Whilst Scotland's Covid restrictions are coming to an end on March 21 - including the legal need to wear a mask - that doesn't mean the virus has vanished.
At present around one in 19 people are said to be infected according to figures from the Office for National Statistics (ONS) and now new Covid research has suggested that being infected can alter the human brain.
The three main symptoms of covid are a new and continuous cough, a fever as well as a loss or change to your taste or smell.
And the new study says that these symptoms can affect the "thickness and tissue-contrast in the orbitofrontal cortex and parahippocampal gyrus" - the regions associated with smell and memory, as reported by the Daily Record.
Researchers investigated the changes in the brains of 785 UK Biobank participants aged between 51 and 81 who had, on average, two brain scans 38 months apart and cognitive tests.
The UK Biobank is a large database that includes genetic and health information on half-a-million people living in the UK.
The study said that a total of 401 participants tested positive for Covid in-between their two scans whilst 15 of these people were admitted to hospital.
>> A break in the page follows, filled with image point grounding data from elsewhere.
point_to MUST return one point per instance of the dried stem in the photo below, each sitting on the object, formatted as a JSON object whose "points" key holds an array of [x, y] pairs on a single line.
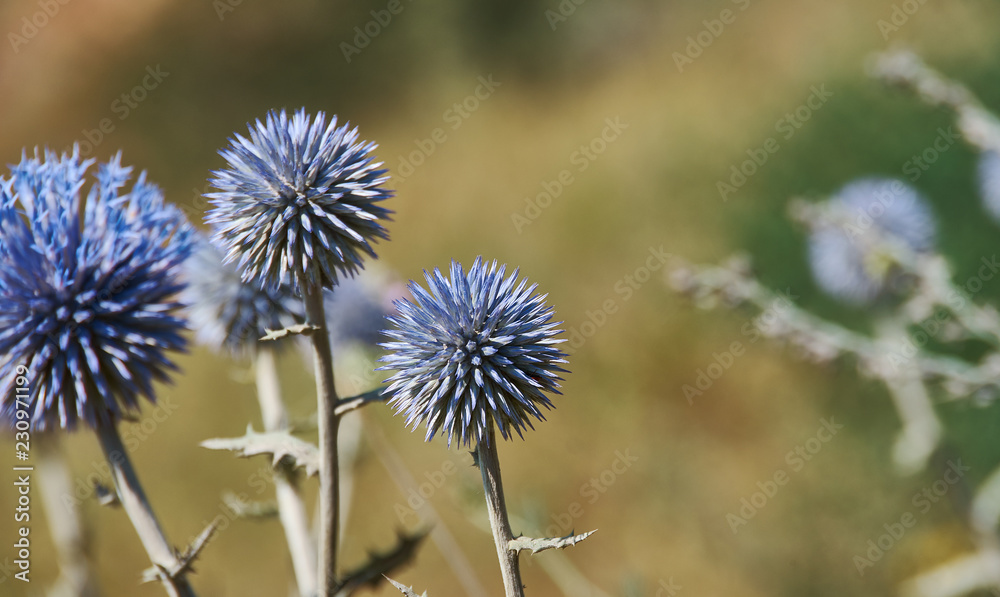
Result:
{"points": [[291, 507], [489, 466], [329, 421], [133, 500], [75, 575], [921, 430]]}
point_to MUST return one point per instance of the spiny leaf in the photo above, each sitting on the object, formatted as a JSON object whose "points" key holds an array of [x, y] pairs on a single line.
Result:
{"points": [[405, 590], [302, 328], [379, 565], [279, 444]]}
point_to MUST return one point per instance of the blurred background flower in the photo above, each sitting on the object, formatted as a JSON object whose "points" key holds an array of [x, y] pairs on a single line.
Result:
{"points": [[851, 257], [227, 313], [488, 110], [88, 285]]}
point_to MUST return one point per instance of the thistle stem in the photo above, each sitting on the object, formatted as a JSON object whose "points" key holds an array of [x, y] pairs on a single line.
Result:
{"points": [[329, 421], [489, 466], [133, 500], [291, 507]]}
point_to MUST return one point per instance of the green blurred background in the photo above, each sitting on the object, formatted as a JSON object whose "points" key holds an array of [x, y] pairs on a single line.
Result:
{"points": [[653, 186]]}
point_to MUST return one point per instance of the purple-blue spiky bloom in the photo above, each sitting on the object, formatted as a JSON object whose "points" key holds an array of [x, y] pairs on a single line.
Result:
{"points": [[299, 201], [473, 350], [876, 209], [226, 312], [87, 289]]}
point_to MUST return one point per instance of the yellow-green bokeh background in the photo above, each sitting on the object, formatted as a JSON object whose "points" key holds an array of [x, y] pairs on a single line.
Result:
{"points": [[654, 186]]}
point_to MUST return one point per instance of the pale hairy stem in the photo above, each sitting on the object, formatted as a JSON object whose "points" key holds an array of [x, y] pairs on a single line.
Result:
{"points": [[440, 534], [328, 422], [136, 506], [489, 466], [291, 507], [75, 574]]}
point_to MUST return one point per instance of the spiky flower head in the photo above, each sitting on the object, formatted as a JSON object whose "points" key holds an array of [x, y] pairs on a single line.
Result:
{"points": [[845, 258], [989, 182], [299, 201], [87, 290], [228, 313], [474, 349]]}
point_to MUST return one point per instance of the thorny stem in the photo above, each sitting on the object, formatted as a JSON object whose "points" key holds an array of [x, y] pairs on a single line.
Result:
{"points": [[329, 421], [133, 500], [440, 535], [489, 466], [291, 508]]}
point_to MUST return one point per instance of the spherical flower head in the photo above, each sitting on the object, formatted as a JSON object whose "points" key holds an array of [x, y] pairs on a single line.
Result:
{"points": [[299, 201], [875, 210], [356, 309], [989, 182], [87, 290], [228, 313], [473, 350]]}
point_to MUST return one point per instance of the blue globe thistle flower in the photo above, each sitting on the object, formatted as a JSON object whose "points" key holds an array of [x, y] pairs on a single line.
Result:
{"points": [[227, 313], [298, 201], [989, 182], [843, 262], [87, 287], [474, 350]]}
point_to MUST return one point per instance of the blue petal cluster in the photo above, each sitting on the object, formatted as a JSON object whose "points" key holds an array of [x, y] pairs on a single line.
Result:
{"points": [[87, 289], [473, 350], [227, 313], [842, 261], [299, 201]]}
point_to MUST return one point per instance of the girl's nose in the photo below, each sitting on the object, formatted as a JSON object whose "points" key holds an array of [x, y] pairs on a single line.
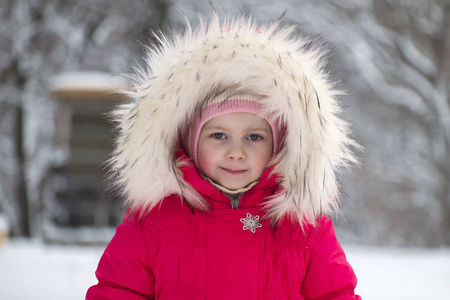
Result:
{"points": [[236, 152]]}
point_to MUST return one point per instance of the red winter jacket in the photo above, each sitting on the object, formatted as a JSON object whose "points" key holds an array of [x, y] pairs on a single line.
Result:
{"points": [[175, 252]]}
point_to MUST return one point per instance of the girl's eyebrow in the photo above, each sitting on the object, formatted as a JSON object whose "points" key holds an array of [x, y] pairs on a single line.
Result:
{"points": [[219, 128], [267, 130]]}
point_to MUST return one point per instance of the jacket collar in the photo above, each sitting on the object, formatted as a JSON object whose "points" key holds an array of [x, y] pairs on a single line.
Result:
{"points": [[253, 198]]}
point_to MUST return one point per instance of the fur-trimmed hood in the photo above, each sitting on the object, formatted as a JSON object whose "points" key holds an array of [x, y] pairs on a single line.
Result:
{"points": [[186, 71]]}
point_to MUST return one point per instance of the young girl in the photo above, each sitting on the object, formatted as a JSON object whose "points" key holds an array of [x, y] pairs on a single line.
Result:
{"points": [[227, 157]]}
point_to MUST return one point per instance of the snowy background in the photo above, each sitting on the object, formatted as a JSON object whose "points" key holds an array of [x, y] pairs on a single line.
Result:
{"points": [[32, 270], [392, 56]]}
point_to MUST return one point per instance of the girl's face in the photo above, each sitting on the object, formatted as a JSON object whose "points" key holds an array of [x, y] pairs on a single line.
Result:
{"points": [[234, 149]]}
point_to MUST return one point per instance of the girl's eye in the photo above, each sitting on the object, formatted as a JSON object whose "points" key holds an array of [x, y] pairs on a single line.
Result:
{"points": [[218, 136], [254, 137]]}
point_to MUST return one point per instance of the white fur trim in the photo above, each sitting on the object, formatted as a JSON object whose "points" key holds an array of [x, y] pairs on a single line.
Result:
{"points": [[188, 70]]}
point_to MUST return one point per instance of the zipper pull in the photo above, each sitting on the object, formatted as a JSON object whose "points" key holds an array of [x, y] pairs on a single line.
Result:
{"points": [[234, 200]]}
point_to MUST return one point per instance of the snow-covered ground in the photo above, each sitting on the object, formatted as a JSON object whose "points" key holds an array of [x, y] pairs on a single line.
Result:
{"points": [[32, 270]]}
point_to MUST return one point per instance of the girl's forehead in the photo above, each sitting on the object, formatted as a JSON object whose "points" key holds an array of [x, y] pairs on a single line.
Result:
{"points": [[238, 120]]}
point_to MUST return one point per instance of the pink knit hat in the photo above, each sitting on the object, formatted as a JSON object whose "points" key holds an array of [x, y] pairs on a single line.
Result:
{"points": [[236, 104]]}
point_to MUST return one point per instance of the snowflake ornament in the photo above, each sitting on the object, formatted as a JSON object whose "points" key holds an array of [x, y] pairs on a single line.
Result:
{"points": [[251, 223]]}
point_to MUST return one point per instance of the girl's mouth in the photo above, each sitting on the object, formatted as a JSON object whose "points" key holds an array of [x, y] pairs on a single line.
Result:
{"points": [[233, 171]]}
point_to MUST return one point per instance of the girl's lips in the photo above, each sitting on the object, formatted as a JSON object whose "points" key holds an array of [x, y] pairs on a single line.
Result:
{"points": [[233, 172]]}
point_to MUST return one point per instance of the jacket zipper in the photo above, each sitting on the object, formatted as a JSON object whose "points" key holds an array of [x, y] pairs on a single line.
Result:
{"points": [[234, 200]]}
After looking at the brain scan, patients testing positive were said to display evidence of tissue damage in regions associated with the olfactory cortex, an area linked to smell, and an average reduction in whole brain sizes.
On average, the participants who were infected with the virus also showed greater cognitive decline between their two scans, associated with the atrophy of a brain region known as the cerebellum, which is linked to cognition.
The research, titled Sars-CoV-2 is associated with changes in brain structure in UK Biobank, is carried out by Gwenaelle Douaud from the University of Oxford and others and appears in the Nature journal.
Dr Max Taquet, NIHR Oxford Health BRC senior research fellow, University of Oxford, said: "This is the first large-scale study to investigate the actual changes in the brain that can occur after a Covid infection.
"It is well established that Covid infection is associated with subsequent risks of neurological and psychiatric problems in some people including brain fog, loss of taste and smell, depression, and psychosis.
"But why this occurs remains largely unknown. This study starts to shed light on this important question by showing that brain regions connected to the 'smell centre' of the brain can shrink after Covid in some people.
"These brain changes were not observed in every patients and they were mostly subtle.
"These findings might help explain why some people experience brain symptoms long after the acute infection.
"The causes of these brain changes, whether they can be prevented or even reverted, as well as whether similar changes are observed in hospitalised patients, in children and younger adults, and in minority ethnic groups, remain to be determined."